Publisher: "O'Reilly Media, Inc."
ISBN: 1098102908
Category : Computers
Languages : en
Pages : 352
Book Description
Master the math needed to excel in data science, machine learning, and statistics. In this book author Thomas Nield guides you through areas like calculus, probability, linear algebra, and statistics and how they apply to techniques like linear regression, logistic regression, and neural networks. Along the way you'll also gain practical insights into the state of data science and how to use those insights to maximize your career. Learn how to: Use Python code and libraries like SymPy, NumPy, and scikit-learn to explore essential mathematical concepts like calculus, linear algebra, statistics, and machine learning Understand techniques like linear regression, logistic regression, and neural networks in plain English, with minimal mathematical notation and jargon Perform descriptive statistics and hypothesis testing on a dataset to interpret p-values and statistical significance Manipulate vectors and matrices and perform matrix decomposition Integrate and build upon incremental knowledge of calculus, probability, statistics, and linear algebra, and apply it to regression models including neural networks Navigate practically through a data science career and avoid common pitfalls, assumptions, and biases while tuning your skill set to stand out in the job market
Data Science and Machine Learning
Author: Dirk P. Kroese
Publisher: CRC Press
ISBN: 1000730778
Category : Business & Economics
Languages : en
Pages : 538
Book Description
Focuses on mathematical understanding Presentation is self-contained, accessible, and comprehensive Full color throughout Extensive list of exercises and worked-out examples Many concrete algorithms with actual code
Publisher: CRC Press
ISBN: 1000730778
Category : Business & Economics
Languages : en
Pages : 538
Book Description
Focuses on mathematical understanding Presentation is self-contained, accessible, and comprehensive Full color throughout Extensive list of exercises and worked-out examples Many concrete algorithms with actual code
Foundations of Data Science
Author: Avrim Blum
Publisher: Cambridge University Press
ISBN: 1108617360
Category : Computers
Languages : en
Pages : 433
Book Description
This book provides an introduction to the mathematical and algorithmic foundations of data science, including machine learning, high-dimensional geometry, and analysis of large networks. Topics include the counterintuitive nature of data in high dimensions, important linear algebraic techniques such as singular value decomposition, the theory of random walks and Markov chains, the fundamentals of and important algorithms for machine learning, algorithms and analysis for clustering, probabilistic models for large networks, representation learning including topic modelling and non-negative matrix factorization, wavelets and compressed sensing. Important probabilistic techniques are developed including the law of large numbers, tail inequalities, analysis of random projections, generalization guarantees in machine learning, and moment methods for analysis of phase transitions in large random graphs. Additionally, important structural and complexity measures are discussed such as matrix norms and VC-dimension. This book is suitable for both undergraduate and graduate courses in the design and analysis of algorithms for data.
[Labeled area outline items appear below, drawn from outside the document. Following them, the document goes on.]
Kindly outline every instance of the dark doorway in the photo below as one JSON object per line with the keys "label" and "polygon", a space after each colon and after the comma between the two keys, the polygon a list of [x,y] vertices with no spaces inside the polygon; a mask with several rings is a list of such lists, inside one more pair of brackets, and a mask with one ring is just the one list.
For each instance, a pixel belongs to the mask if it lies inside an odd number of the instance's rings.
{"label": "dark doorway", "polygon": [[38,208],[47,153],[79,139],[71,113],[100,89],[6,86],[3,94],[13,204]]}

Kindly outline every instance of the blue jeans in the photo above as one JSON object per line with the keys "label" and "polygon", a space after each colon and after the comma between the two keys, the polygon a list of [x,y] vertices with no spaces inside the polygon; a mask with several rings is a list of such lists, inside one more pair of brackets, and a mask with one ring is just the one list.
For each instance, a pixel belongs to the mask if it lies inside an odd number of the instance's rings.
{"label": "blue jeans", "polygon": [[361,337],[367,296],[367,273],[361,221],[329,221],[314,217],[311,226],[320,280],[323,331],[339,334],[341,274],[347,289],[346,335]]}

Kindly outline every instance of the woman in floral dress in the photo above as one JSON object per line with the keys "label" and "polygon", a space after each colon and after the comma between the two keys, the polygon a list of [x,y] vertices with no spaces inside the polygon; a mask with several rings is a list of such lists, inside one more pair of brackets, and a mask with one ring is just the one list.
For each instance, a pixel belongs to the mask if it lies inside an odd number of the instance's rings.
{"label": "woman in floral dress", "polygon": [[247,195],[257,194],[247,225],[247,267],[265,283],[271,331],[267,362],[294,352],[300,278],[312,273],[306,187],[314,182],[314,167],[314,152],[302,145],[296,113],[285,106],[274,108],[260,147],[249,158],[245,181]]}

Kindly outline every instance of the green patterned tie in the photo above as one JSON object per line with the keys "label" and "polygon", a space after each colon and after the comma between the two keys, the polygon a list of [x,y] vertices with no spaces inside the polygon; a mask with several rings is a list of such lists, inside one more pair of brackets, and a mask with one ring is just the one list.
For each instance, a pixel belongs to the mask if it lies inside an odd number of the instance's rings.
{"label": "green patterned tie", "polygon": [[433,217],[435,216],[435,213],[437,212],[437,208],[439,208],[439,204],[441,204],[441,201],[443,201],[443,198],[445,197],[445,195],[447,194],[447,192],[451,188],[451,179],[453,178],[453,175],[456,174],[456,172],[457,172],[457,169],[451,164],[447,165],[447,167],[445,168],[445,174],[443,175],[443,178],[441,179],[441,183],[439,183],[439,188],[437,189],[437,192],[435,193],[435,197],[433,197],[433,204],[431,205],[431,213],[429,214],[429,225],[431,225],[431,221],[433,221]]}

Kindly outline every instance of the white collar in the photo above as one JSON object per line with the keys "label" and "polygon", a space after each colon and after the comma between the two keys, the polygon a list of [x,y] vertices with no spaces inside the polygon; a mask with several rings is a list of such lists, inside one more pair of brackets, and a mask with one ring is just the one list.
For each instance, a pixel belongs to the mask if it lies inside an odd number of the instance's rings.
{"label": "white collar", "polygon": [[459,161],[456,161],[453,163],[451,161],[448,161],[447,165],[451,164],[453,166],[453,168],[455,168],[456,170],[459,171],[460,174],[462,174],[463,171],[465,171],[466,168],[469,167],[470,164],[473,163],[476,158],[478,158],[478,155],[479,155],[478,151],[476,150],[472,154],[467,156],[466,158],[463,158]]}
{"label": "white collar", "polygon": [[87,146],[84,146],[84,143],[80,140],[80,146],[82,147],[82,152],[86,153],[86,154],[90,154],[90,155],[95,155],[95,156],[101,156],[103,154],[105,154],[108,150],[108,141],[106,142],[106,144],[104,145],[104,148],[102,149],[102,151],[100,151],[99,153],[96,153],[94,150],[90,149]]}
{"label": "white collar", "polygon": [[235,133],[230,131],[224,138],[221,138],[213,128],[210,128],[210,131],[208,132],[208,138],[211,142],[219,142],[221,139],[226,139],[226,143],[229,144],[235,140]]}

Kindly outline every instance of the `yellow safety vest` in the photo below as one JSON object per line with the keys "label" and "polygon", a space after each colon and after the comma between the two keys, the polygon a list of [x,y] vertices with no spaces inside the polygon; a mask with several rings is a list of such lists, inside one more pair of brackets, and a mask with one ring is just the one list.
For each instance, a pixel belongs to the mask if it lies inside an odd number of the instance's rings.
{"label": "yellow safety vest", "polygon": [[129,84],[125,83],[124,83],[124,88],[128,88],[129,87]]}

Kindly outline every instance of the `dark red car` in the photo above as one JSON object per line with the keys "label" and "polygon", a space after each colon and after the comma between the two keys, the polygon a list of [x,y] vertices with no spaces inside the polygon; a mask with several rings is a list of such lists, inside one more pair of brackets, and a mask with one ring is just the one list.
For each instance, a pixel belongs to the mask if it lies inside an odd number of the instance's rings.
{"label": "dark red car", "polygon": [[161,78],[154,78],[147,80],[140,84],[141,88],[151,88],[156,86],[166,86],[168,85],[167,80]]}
Publisher: Cambridge University Press
ISBN: 1108617360
Category : Computers
Languages : en
Pages : 433
Book Description
This book provides an introduction to the mathematical and algorithmic foundations of data science, including machine learning, high-dimensional geometry, and analysis of large networks. Topics include the counterintuitive nature of data in high dimensions, important linear algebraic techniques such as singular value decomposition, the theory of random walks and Markov chains, the fundamentals of and important algorithms for machine learning, algorithms and analysis for clustering, probabilistic models for large networks, representation learning including topic modelling and non-negative matrix factorization, wavelets and compressed sensing. Important probabilistic techniques are developed including the law of large numbers, tail inequalities, analysis of random projections, generalization guarantees in machine learning, and moment methods for analysis of phase transitions in large random graphs. Additionally, important structural and complexity measures are discussed such as matrix norms and VC-dimension. This book is suitable for both undergraduate and graduate courses in the design and analysis of algorithms for data.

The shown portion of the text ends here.